The report found that while local parks and waterways are important to area residents, most residents know very little about the Anacostia or its 176-square-mile watershed, which mostly lies in Maryland. While almost everyone knew the river was polluted, most do not know that the pollution stems from a combination of contaminated rainwater runoff and trash from watershed areas, years of neglect and environmentally destructive flood-preservation projects and D.C.’s antiquated combined sewer system.
One poll, of 502 likely voters in the District, found that once people learned that the river is one of the most degraded urban waterways in the country, 77 percent thought cleaning up the river should be a “very important” issue for the District. Also, 89 percent thought it was “very important” that the District work with Prince George’s and Montgomery counties to clean up the river.
Doug Siglin, a 12-year environmental lobbying veteran and director of the Chesapeake Bay Foundation’s Anacostia River initiative, was a member of the advisory panel that created the report. He said he wasn’t surprised to find that so many people aren’t aware of the problems that face the Anacostia River but was glad the public understands that cleaning the river “has to be done as a cooperative effort with the federal government, the District of Columbia, the state of Maryland and the two Maryland counties that contribute to the pollution.”
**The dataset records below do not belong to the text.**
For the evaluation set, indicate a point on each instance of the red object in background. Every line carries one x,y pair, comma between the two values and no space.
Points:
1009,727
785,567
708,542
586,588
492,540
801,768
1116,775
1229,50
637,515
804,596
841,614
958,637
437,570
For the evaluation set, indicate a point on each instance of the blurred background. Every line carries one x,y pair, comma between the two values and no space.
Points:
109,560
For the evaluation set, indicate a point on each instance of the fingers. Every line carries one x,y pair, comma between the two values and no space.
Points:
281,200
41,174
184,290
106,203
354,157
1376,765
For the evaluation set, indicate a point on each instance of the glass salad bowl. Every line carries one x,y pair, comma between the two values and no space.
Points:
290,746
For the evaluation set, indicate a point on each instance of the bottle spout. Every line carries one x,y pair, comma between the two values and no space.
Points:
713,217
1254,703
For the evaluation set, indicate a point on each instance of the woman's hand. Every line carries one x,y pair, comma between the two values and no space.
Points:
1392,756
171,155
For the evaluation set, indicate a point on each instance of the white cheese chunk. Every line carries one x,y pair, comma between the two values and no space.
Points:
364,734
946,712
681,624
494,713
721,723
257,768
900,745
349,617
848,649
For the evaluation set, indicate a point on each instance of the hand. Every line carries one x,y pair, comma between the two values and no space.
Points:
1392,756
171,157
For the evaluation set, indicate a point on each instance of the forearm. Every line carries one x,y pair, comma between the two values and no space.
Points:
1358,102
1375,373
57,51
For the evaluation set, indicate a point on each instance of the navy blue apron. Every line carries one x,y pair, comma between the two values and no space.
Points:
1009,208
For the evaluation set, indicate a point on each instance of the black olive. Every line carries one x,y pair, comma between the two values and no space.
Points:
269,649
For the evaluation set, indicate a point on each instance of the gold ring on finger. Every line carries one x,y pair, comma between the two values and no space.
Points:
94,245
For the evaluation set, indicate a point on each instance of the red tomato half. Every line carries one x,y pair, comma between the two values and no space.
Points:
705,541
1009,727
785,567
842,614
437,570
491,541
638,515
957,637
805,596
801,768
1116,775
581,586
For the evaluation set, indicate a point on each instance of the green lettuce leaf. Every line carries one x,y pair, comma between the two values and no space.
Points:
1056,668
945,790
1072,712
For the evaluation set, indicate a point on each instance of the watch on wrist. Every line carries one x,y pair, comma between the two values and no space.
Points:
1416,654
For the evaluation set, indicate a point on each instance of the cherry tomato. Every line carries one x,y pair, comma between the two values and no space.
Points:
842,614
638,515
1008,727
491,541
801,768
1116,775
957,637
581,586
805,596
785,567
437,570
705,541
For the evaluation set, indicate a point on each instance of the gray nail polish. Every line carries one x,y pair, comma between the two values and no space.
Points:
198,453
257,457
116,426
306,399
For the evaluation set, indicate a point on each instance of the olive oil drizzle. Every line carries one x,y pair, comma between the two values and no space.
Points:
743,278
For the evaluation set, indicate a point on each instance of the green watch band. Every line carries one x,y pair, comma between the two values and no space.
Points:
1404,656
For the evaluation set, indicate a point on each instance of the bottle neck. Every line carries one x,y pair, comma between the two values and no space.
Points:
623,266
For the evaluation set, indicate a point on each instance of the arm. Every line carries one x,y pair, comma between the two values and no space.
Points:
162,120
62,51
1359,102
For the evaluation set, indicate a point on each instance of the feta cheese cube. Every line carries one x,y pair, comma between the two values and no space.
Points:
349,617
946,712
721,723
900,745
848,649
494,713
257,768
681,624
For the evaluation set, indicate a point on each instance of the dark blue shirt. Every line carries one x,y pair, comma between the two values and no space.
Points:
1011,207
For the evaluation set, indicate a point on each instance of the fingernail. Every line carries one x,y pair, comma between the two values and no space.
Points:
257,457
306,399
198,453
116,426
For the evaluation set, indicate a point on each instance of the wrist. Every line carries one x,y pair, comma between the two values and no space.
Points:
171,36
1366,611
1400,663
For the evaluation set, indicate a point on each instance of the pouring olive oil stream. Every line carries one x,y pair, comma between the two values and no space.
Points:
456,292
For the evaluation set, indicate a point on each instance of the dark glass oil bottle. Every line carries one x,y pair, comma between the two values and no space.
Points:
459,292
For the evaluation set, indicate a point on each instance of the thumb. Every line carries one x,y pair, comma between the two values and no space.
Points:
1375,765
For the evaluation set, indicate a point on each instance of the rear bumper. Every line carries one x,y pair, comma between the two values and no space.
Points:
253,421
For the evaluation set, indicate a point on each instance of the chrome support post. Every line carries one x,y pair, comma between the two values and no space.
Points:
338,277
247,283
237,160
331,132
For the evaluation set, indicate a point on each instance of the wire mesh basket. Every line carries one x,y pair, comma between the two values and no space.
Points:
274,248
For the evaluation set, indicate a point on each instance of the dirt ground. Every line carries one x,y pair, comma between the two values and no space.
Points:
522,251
As the 109th Congress begins, Siglin said he hopes that the many problems facing the Anacostia will not be lost on Members, many of whom live just a stone’s throw from the river during the work week.
“As Congress puts together the Water Redevelopment Act, it has the opportunity to do something really important for the Anacostia, which is to insist on the creation of … a comprehensive plan for cleaning up the river.”
He said an overall strategic plan is necessary with all the varying groups that are needed in this effort.
“There has been a substantial amount of interest from both Democrats and Republicans on this because both sides understand how important the Anacostia is to the quality of life in the nation’s capital,” Siglin said.
The national public opinion research firm Lake Snell Perry & Associates conducted the report and polling between August and December 2004. The report included focus groups of Congressional staffers, developers, land owners and residents in D.C. and Maryland’s Prince George’s and Montgomery counties.
“People were stunned to find out just how polluted it was,” Howard said. “Some people think that there’s one big polluter, that if you stop that one polluter the river will be clean. There’s a real lack of understanding about where the pollution comes from.”